Dec. 13, 2024,
I had 40 SHOP contracts (strike 60), due to exp on 1/17/25. SHOP price has gone up quite a bit at ~$115/sh. I put in an order to buy back the short calls and sell more calls at a higher strike price, for a credit trade (i.e., generating some income for me). I wanted to raise the strike from $60 to $70, which is still deep in the money (i.e., quite safe). The only qualifiable trade is for call options exp. 1/15/2027, 2 years out. A brief calculation shows this trade would give me >30% annualized return. And this trade is extremely safe, although boring (Nothing for me to do with this for 2 years). I can live with a safe investment of 30% return/yr, so I did it.
The order was executed and brought in extra trading cash, which I can put in to work, making more money for me.

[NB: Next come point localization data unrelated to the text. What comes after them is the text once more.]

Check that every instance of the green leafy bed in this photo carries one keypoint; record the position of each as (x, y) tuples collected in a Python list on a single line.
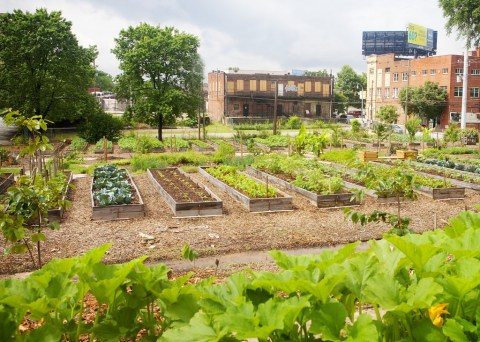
[(111, 186), (247, 185), (416, 288)]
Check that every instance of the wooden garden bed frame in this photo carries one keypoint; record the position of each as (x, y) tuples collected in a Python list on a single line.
[(188, 209), (119, 211), (320, 201), (270, 204)]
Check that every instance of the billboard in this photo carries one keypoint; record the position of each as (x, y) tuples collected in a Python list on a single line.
[(416, 41)]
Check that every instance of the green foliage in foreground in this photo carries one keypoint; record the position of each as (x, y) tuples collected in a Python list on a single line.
[(420, 288)]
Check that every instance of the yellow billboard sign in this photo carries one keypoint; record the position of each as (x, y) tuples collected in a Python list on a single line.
[(417, 35)]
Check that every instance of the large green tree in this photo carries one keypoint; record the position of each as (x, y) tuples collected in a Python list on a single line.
[(43, 69), (349, 83), (427, 101), (161, 73), (464, 17)]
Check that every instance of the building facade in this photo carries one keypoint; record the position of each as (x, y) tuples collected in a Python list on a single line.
[(252, 94), (387, 75)]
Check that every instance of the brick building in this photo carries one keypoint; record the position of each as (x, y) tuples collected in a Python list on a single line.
[(252, 94), (387, 75)]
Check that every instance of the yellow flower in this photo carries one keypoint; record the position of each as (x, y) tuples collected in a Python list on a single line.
[(435, 313)]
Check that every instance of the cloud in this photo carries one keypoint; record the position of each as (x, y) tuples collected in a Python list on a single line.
[(253, 34)]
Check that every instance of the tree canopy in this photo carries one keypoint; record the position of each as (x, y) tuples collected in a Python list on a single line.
[(43, 69), (161, 72), (427, 101), (463, 16), (349, 83)]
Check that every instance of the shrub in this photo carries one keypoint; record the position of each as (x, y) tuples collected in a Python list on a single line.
[(99, 125), (293, 122)]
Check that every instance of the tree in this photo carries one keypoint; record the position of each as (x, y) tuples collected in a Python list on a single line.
[(464, 17), (349, 83), (103, 81), (43, 70), (161, 73), (427, 101)]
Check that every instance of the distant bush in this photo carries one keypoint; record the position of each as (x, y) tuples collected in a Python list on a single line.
[(99, 125)]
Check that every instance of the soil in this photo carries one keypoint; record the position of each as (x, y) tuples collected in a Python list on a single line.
[(181, 188), (236, 231)]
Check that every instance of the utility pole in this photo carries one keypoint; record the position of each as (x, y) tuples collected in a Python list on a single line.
[(275, 109)]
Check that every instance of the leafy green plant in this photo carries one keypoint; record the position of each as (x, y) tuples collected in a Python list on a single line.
[(249, 186), (111, 186)]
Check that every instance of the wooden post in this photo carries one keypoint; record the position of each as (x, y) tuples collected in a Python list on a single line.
[(105, 154), (241, 145)]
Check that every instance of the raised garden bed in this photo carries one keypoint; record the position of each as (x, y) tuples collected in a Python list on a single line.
[(184, 196), (119, 211), (281, 202), (56, 214), (321, 201), (6, 180)]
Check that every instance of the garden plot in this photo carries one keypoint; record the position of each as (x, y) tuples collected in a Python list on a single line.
[(56, 214), (184, 196), (255, 195), (114, 195), (330, 200)]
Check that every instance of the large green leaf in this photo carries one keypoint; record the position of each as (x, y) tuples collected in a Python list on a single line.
[(329, 320)]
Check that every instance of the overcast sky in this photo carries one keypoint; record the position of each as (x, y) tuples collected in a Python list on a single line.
[(252, 34)]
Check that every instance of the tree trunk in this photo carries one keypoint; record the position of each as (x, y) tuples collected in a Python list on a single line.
[(160, 125)]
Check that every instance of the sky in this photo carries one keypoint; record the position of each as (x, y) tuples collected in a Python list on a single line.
[(273, 35)]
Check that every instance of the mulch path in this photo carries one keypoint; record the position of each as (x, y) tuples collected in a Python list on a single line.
[(236, 231)]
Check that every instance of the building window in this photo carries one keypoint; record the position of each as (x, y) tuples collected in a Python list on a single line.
[(263, 85), (458, 91), (395, 93), (474, 92), (239, 85), (308, 87)]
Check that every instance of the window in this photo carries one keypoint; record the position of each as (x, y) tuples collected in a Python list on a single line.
[(263, 85), (239, 85), (308, 87), (395, 93), (458, 91), (474, 92)]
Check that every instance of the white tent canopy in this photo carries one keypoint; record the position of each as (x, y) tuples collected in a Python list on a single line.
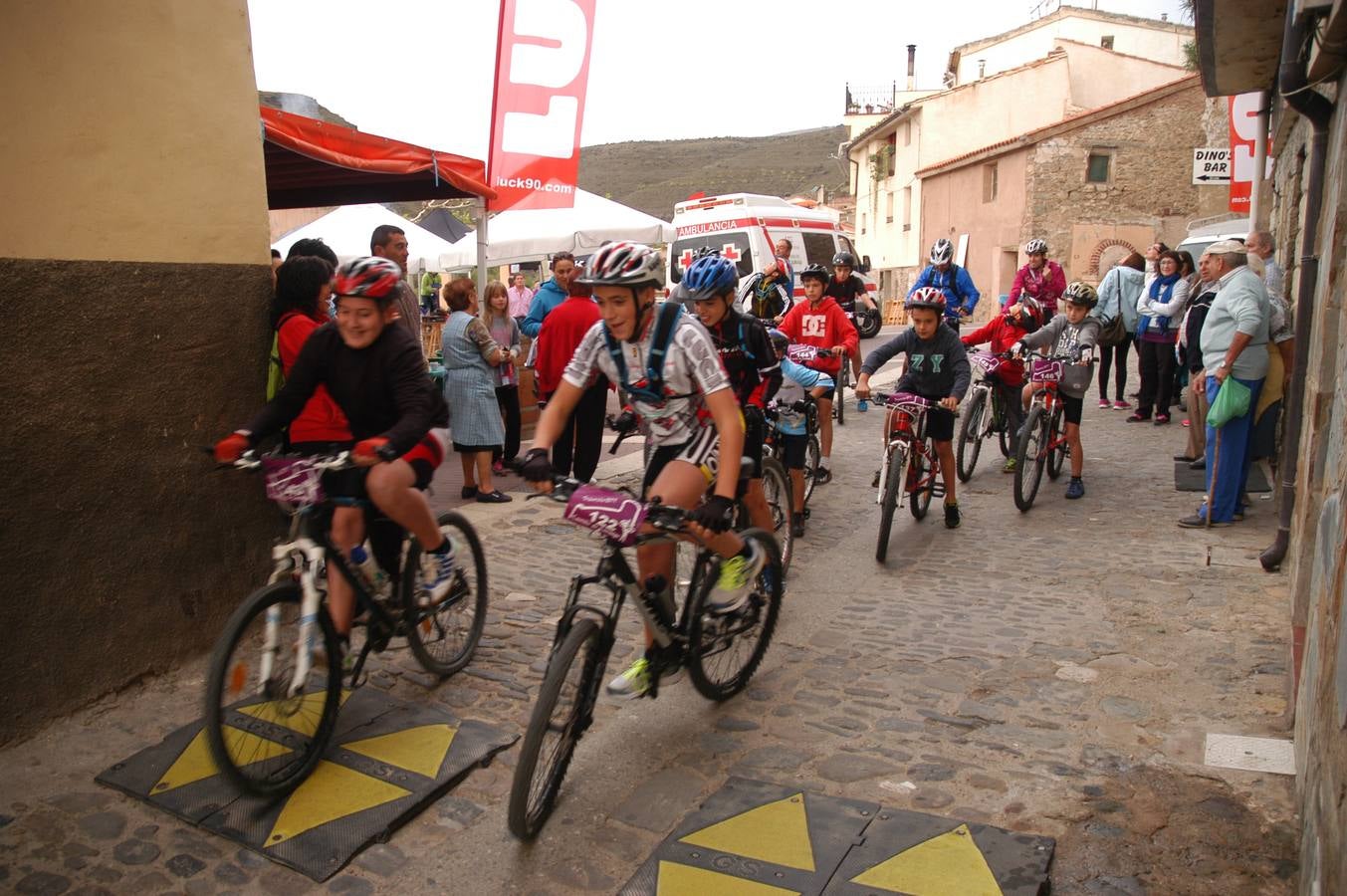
[(534, 233), (347, 229)]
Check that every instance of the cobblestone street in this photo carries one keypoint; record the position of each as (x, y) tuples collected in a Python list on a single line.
[(1052, 671)]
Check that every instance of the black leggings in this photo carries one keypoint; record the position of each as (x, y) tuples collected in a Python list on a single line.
[(507, 396), (1157, 376), (575, 453), (1117, 358)]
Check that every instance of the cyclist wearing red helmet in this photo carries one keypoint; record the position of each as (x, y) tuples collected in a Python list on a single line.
[(376, 373), (937, 369)]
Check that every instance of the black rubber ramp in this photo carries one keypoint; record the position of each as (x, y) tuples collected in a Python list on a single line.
[(386, 762), (752, 838)]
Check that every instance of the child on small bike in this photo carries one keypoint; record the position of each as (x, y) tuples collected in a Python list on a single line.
[(376, 373), (790, 426), (819, 321), (1015, 321), (1072, 333), (938, 370)]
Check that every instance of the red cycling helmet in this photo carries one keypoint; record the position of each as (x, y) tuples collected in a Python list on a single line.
[(370, 278)]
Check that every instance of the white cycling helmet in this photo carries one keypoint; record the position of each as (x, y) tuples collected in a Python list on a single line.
[(942, 252)]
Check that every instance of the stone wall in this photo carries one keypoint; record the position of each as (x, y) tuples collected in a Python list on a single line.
[(1151, 179), (1317, 557)]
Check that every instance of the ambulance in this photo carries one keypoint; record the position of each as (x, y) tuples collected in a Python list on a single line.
[(745, 228)]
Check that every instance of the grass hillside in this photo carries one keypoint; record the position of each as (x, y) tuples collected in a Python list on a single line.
[(652, 175)]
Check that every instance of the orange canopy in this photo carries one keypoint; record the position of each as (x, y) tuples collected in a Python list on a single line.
[(316, 163)]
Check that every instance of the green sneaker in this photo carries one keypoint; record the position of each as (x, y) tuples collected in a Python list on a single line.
[(736, 580), (633, 682)]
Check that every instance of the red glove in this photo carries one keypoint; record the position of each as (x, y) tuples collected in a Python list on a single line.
[(369, 449), (231, 448)]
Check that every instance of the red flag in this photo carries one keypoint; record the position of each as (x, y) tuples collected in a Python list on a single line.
[(542, 71)]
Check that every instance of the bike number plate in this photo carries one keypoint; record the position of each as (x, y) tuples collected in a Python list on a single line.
[(293, 480), (1045, 370), (614, 515)]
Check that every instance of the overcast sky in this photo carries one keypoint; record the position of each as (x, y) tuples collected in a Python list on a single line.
[(422, 71)]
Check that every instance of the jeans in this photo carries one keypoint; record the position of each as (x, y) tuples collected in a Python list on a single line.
[(1229, 457), (1117, 358)]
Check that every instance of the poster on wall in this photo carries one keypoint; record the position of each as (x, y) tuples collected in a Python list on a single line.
[(542, 72)]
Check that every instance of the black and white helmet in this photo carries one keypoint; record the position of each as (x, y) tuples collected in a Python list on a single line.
[(942, 252), (633, 264)]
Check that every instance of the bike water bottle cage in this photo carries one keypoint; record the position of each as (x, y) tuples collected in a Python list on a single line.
[(652, 392)]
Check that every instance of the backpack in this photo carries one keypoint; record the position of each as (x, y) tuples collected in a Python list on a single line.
[(667, 317)]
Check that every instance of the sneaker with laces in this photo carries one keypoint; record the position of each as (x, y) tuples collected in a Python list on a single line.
[(633, 682), (736, 580), (438, 572)]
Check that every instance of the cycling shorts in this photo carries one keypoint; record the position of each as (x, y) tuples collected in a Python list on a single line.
[(702, 452)]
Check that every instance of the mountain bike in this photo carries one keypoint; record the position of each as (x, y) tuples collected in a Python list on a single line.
[(909, 466), (720, 648), (1042, 442), (275, 681), (985, 414)]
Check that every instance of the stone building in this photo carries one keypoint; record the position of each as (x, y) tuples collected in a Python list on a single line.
[(1095, 186), (1294, 54)]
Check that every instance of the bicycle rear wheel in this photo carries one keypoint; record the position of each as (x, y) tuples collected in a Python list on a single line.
[(561, 713), (263, 739), (893, 481), (777, 488), (812, 456), (970, 435), (922, 480), (726, 648), (1032, 442), (1057, 437), (443, 633)]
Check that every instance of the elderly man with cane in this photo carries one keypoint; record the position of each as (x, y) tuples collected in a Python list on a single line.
[(1235, 324)]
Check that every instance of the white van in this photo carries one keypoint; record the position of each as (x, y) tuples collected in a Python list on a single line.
[(745, 228)]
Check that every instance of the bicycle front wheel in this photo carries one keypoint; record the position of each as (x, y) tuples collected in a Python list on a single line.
[(443, 633), (970, 435), (1057, 438), (896, 476), (264, 739), (1030, 452), (561, 713), (725, 648)]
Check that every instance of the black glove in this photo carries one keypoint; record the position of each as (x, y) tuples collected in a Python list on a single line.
[(714, 514), (537, 468)]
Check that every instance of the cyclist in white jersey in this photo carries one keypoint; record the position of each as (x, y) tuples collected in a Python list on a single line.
[(693, 416)]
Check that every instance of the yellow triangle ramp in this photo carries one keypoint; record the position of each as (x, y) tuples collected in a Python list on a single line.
[(777, 833), (685, 880), (419, 750), (333, 791), (946, 865), (195, 763)]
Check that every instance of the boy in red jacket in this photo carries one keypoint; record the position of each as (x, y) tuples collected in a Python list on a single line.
[(819, 321), (578, 449), (1004, 331)]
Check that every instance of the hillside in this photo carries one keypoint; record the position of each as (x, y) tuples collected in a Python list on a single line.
[(652, 175)]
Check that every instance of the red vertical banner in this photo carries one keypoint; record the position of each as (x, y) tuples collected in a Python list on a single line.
[(542, 71), (1243, 130)]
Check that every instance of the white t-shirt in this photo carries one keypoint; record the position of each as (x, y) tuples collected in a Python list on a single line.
[(691, 370)]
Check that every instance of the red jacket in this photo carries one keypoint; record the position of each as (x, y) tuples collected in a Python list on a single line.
[(1003, 335), (321, 420), (1046, 286), (561, 335), (822, 327)]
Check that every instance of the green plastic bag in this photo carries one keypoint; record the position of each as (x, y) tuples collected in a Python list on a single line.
[(1232, 401)]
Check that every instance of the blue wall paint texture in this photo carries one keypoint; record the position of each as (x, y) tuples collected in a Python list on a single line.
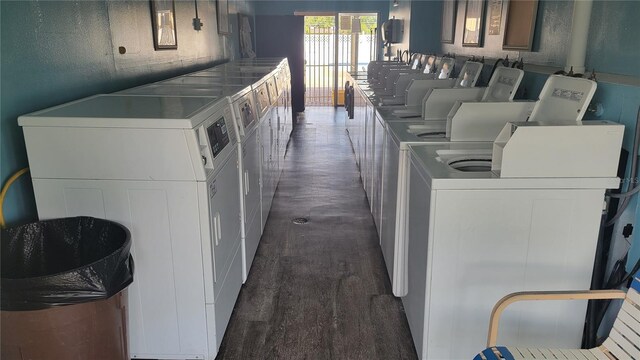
[(57, 51)]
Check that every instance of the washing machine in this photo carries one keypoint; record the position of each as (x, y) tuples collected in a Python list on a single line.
[(207, 81), (487, 121), (167, 169), (267, 127), (485, 220), (248, 145)]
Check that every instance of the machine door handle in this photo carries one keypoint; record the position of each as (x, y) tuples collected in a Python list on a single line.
[(246, 182), (217, 229)]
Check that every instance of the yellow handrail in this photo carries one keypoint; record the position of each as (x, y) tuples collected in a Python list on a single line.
[(5, 188)]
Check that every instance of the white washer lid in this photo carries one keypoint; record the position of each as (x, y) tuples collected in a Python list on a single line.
[(109, 111)]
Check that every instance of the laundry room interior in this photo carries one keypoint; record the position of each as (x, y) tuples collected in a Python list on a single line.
[(308, 179)]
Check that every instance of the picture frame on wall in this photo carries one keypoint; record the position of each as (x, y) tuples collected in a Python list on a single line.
[(520, 25), (449, 10), (222, 10), (163, 21), (473, 23)]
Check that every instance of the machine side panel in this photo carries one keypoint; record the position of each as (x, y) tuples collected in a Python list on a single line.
[(415, 258), (389, 199), (109, 153), (488, 243)]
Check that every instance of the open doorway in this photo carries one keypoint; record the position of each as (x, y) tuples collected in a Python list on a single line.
[(334, 45)]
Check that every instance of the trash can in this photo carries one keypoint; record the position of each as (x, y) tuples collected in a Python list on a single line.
[(63, 292)]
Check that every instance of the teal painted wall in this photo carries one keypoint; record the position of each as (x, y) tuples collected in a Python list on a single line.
[(425, 30), (614, 46), (402, 12), (53, 52)]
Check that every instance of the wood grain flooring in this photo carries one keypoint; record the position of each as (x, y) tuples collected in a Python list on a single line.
[(318, 290)]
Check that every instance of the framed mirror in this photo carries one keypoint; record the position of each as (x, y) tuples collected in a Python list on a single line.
[(449, 10), (521, 24), (473, 23), (163, 20)]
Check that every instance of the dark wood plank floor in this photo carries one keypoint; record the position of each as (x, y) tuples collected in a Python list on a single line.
[(318, 290)]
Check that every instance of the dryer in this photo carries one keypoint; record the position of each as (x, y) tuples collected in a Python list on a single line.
[(167, 169)]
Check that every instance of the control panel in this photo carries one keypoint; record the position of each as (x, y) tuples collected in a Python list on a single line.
[(218, 136)]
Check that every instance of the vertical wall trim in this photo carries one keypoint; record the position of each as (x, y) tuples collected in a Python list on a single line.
[(579, 36)]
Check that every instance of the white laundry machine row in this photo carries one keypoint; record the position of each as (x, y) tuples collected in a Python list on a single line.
[(245, 122), (166, 168), (486, 220)]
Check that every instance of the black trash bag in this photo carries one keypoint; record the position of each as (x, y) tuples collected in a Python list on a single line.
[(63, 262)]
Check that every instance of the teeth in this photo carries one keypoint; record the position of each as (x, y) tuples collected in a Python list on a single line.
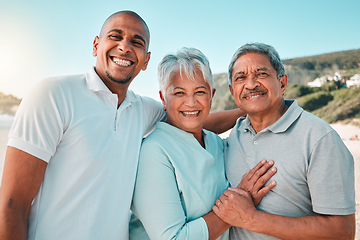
[(122, 62), (191, 113), (254, 96)]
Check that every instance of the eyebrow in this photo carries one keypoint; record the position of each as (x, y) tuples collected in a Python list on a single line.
[(136, 36), (184, 88), (257, 70)]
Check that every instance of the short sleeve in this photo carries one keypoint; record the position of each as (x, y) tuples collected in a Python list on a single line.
[(38, 125), (157, 200), (331, 176)]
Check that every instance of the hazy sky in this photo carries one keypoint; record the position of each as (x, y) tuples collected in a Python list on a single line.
[(42, 38)]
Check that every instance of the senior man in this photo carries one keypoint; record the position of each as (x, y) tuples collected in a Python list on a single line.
[(314, 197)]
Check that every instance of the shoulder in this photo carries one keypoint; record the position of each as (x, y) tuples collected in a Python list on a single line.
[(145, 101), (314, 124)]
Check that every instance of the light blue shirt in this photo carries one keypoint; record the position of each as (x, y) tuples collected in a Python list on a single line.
[(92, 148), (315, 170), (178, 182)]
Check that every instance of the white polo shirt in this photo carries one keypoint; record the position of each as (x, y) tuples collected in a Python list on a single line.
[(92, 148)]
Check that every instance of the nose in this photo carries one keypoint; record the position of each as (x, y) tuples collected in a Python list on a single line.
[(251, 82), (190, 101), (124, 46)]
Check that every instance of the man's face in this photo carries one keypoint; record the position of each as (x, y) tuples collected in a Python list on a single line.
[(256, 88), (121, 50)]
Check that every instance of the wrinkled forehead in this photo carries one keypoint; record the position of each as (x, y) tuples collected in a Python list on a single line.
[(126, 21), (252, 62)]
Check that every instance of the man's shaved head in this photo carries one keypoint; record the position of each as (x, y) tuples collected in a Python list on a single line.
[(126, 12)]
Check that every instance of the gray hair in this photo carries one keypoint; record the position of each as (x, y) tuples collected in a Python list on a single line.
[(260, 48), (187, 60)]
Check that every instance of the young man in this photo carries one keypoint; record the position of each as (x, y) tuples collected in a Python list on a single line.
[(314, 197), (72, 154)]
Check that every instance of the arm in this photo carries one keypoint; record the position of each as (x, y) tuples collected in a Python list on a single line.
[(253, 181), (22, 177), (238, 210), (220, 122)]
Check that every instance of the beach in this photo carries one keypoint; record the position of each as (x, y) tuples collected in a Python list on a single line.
[(345, 131)]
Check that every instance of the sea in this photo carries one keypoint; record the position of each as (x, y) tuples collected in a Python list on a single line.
[(5, 124)]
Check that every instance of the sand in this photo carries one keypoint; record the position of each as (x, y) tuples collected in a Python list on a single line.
[(345, 131)]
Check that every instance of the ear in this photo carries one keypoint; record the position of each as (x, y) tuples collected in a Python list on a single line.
[(283, 83), (162, 100), (95, 45), (146, 61), (231, 90), (213, 93)]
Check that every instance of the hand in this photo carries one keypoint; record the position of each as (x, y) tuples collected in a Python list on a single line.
[(236, 208), (253, 181)]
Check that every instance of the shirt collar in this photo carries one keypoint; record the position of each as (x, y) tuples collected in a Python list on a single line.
[(95, 84), (289, 117), (281, 125)]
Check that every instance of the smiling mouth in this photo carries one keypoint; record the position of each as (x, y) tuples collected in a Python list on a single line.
[(191, 114), (254, 94), (122, 62)]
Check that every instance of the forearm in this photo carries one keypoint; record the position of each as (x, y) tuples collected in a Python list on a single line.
[(215, 225), (220, 122), (309, 227)]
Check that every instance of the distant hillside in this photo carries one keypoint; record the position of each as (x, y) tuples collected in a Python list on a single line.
[(8, 104), (305, 69), (329, 102)]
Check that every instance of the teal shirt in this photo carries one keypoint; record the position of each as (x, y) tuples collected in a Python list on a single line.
[(178, 182)]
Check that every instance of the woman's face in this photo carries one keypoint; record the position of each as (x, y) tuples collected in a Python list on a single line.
[(187, 102)]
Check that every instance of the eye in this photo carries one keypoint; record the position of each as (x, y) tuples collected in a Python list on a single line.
[(200, 92), (240, 78), (115, 37), (179, 94), (262, 74), (138, 43)]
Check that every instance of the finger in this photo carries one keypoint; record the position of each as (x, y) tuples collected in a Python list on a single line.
[(256, 168), (246, 181), (238, 191), (260, 182)]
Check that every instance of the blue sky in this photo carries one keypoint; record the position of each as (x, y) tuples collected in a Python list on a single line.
[(42, 38)]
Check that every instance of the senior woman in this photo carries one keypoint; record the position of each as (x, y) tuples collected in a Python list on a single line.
[(181, 166)]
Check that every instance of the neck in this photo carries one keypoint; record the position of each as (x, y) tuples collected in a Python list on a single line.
[(199, 138), (260, 121)]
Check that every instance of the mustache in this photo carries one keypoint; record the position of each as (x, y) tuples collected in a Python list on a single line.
[(262, 91)]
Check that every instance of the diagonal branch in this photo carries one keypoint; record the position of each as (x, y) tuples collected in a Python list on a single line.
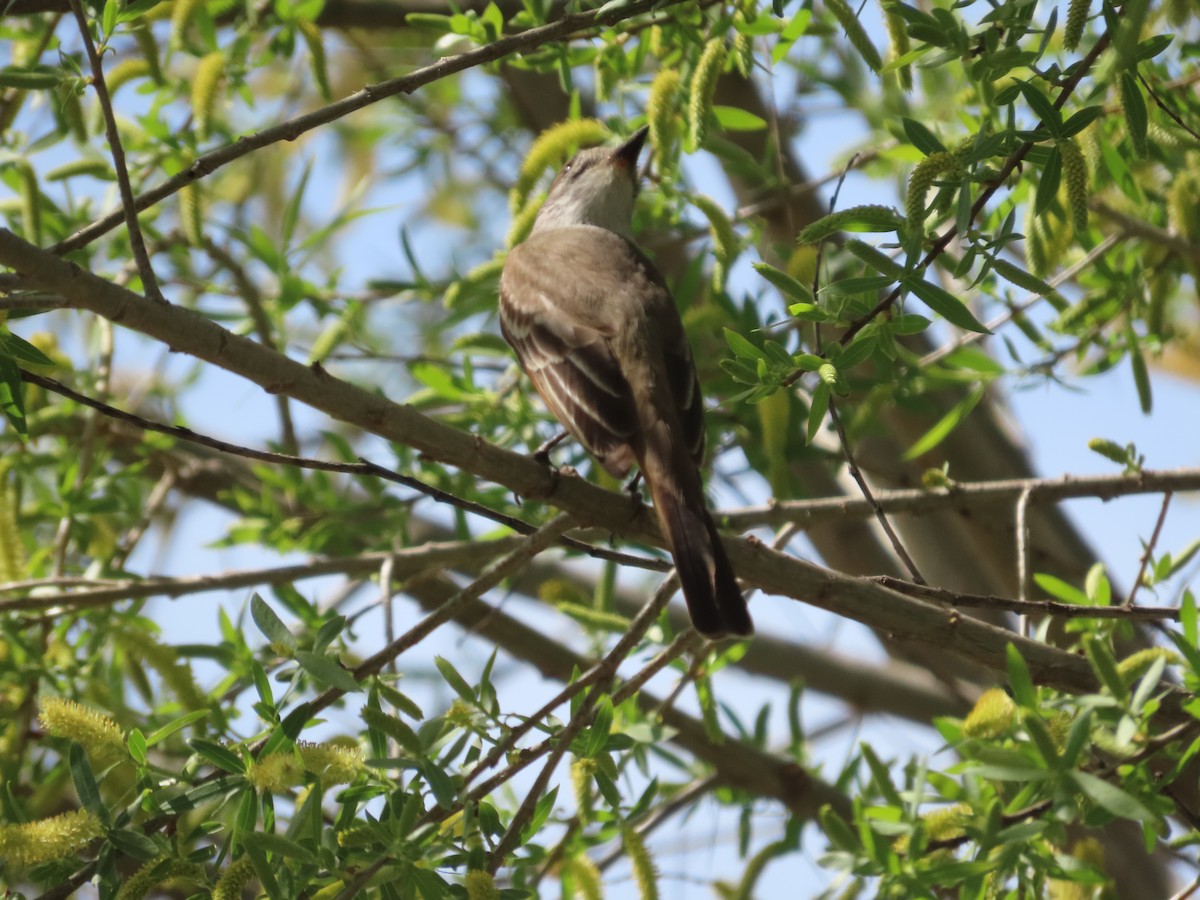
[(293, 129), (889, 612)]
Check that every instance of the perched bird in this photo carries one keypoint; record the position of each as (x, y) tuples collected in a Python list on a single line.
[(597, 330)]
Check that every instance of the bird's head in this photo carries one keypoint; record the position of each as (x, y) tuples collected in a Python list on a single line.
[(597, 187)]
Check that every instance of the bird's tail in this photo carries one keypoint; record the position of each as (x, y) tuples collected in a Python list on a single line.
[(714, 600)]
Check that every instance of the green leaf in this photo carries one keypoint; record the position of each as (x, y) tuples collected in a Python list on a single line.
[(328, 671), (793, 30), (108, 17), (946, 425), (1113, 798), (819, 409), (222, 757), (1140, 376), (946, 305), (742, 347), (921, 137), (868, 217), (1105, 666), (735, 119), (12, 399), (135, 844), (1137, 117), (85, 783), (1060, 589), (394, 727), (277, 846), (785, 283), (1042, 107), (34, 78), (1188, 617), (271, 625), (455, 681)]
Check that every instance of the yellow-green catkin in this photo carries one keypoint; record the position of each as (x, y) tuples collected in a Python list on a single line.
[(855, 33), (71, 111), (1077, 18), (1074, 175), (725, 239), (549, 149), (177, 673), (991, 717), (663, 115), (481, 886), (1135, 665), (313, 39), (30, 203), (233, 880), (204, 93), (1183, 201), (337, 763), (582, 769), (276, 773), (149, 48), (33, 843), (702, 89), (99, 735), (646, 873), (898, 39), (191, 214), (12, 549), (156, 874), (586, 876), (923, 177), (1131, 99), (1089, 851), (606, 73)]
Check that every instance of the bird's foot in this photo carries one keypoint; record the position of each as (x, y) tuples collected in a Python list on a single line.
[(543, 453)]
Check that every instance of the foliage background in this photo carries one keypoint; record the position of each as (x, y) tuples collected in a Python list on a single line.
[(322, 246)]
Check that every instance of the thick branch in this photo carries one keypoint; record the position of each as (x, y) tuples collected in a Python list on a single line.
[(190, 333)]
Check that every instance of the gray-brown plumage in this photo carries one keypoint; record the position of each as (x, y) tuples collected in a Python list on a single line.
[(598, 333)]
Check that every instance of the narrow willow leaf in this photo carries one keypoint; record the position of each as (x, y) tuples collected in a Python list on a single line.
[(946, 425), (856, 34), (328, 671), (1113, 798), (946, 305), (871, 217)]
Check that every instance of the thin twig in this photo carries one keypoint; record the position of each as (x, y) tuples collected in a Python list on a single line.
[(129, 210), (1008, 168), (880, 516), (612, 659), (364, 467), (1023, 553), (1030, 607), (293, 129), (965, 496), (1150, 550)]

What to trade? Out of the stocks I own (table below), I chose TSLA and PTON, simply because they give me better annualized returns.
1. TSLA: It is a simple math problem. With the extra trading powder, I bought 200 shares of TSLA and sold 2 contracts of TSLA $450 strike, exp 1/17/25 calls. Net price was $415.58/sh. In 32 days, if TSLA stays above $450, this trade will give me 450 – 413.58 = $7,284, minus some transaction fees and some margin interest.
2. PTON. Similarly, I bought 5000 shares of PTON and sold 50 contracts of $10, exp. 1/17/25. The net cost was $9.1/sh. This trade could bring me $0.9 x 5000 = $4,500/32 days.